An instant camera will produce a finished print in from 20 seconds to about 4 minutes. The film, after exposure, is passed between two stainless steel rollers inside the camera. These rupture a chemical pod on the film and spread developing agent evenly over the film's surface. In the original Polaroid system it was necessary for the user to peel the finished print from the base material. Professional Polaroid films, both color and black and white, are still developed in this manner. With the Polaroid SX-70 (1972), however, the developing picture is ejected from the camera, and the film reaches its final development in full daylight. The process is completed in about 4 minutes. Later instant cameras use a new focusing system employing an ultra-high-frequency sound emitter. An electronic circuit in the camera measures the time required for the sound to be reflected back from the object being photographed. This time measurement is converted into a measurement of distance, and an electrical mechanism coupled to the focusing circuit sets the lens for the proper exposure.

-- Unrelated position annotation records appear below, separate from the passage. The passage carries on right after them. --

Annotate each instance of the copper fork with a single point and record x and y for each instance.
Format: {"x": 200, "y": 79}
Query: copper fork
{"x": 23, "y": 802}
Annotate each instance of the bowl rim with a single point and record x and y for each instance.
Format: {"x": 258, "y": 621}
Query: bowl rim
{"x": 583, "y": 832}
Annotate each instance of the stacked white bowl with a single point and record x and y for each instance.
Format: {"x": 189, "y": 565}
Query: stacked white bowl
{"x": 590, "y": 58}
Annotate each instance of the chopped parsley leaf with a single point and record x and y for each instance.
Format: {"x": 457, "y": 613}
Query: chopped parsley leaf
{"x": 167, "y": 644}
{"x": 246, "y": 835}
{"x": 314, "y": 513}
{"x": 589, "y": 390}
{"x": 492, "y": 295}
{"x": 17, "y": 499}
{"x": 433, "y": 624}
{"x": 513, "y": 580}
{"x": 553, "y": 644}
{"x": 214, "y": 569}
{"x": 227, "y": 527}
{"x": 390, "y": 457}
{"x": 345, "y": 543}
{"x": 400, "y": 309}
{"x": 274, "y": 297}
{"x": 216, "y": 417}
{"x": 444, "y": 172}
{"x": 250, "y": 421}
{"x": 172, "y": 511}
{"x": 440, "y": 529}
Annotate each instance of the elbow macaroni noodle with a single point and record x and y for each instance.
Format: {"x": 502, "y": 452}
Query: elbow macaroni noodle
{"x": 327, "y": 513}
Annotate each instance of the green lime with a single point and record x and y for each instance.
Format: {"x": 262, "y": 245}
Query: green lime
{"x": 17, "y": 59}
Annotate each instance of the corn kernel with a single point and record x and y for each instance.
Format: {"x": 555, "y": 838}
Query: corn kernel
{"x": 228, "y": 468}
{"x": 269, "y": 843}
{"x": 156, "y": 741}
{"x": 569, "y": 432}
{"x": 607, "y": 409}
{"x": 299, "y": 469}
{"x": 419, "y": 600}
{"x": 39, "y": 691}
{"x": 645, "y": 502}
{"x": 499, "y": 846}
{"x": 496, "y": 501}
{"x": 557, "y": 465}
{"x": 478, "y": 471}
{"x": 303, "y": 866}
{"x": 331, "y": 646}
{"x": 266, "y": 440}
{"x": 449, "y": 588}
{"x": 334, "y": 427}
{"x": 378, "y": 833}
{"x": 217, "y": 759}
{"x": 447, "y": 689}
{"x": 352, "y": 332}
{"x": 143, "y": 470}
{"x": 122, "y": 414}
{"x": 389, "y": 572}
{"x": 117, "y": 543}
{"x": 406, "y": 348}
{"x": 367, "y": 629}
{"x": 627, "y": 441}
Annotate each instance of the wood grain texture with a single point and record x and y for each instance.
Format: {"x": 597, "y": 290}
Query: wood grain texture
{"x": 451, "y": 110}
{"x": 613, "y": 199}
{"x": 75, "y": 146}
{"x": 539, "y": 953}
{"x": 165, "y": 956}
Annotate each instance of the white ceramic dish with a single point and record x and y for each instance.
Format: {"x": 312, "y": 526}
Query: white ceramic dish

In 1993, Polaroid introduced a single-lens reflex model that does not eject shots like other instant cameras but instead transports the developed picture to a viewing area and container on the camera back.


Disposable Cameras

A disposable camera is a cardboard box containing a roll of film and a lens along with a simple viewfinder, a button for shooting, and a film advance mechanism. Like the earliest box cameras, the lens is fixed in focus--that is, its aperture is small enough so that anything more than about four feet away will photograph in focus. After the user has shot the full roll of film, the entire camera is returned to a processing lab, the film is developed and printed, and the box and its fittings returned to the camera maker who will use it to make new cameras.


Electronic Imaging

In an electronic still camera a cluster of light-sensitive CHARGE-COUPLED DEVICES (CCDs) is placed at the focal plane, where the film in a conventional camera would be positioned. Each light sensor on the CCD is called a pixel. In early electronic cameras, the pixels converted light into an analog, electrical signal. More advanced electronic cameras convert the light into digital code. Signals or code are recorded on a magnetic disc inside the camera. Images can be previewed immediately on a television or computer screen and adjustments made in the focus and exposure. Full-color prints, made on sophisticated laser and thermal printers, are often indistinguishable from the prints produced in a film-developing lab. All digitized images are manipulable using IMAGE PROCESSING techniques, and the digital data that comprises an electronic photo is permanently storable on computers and photo CDs.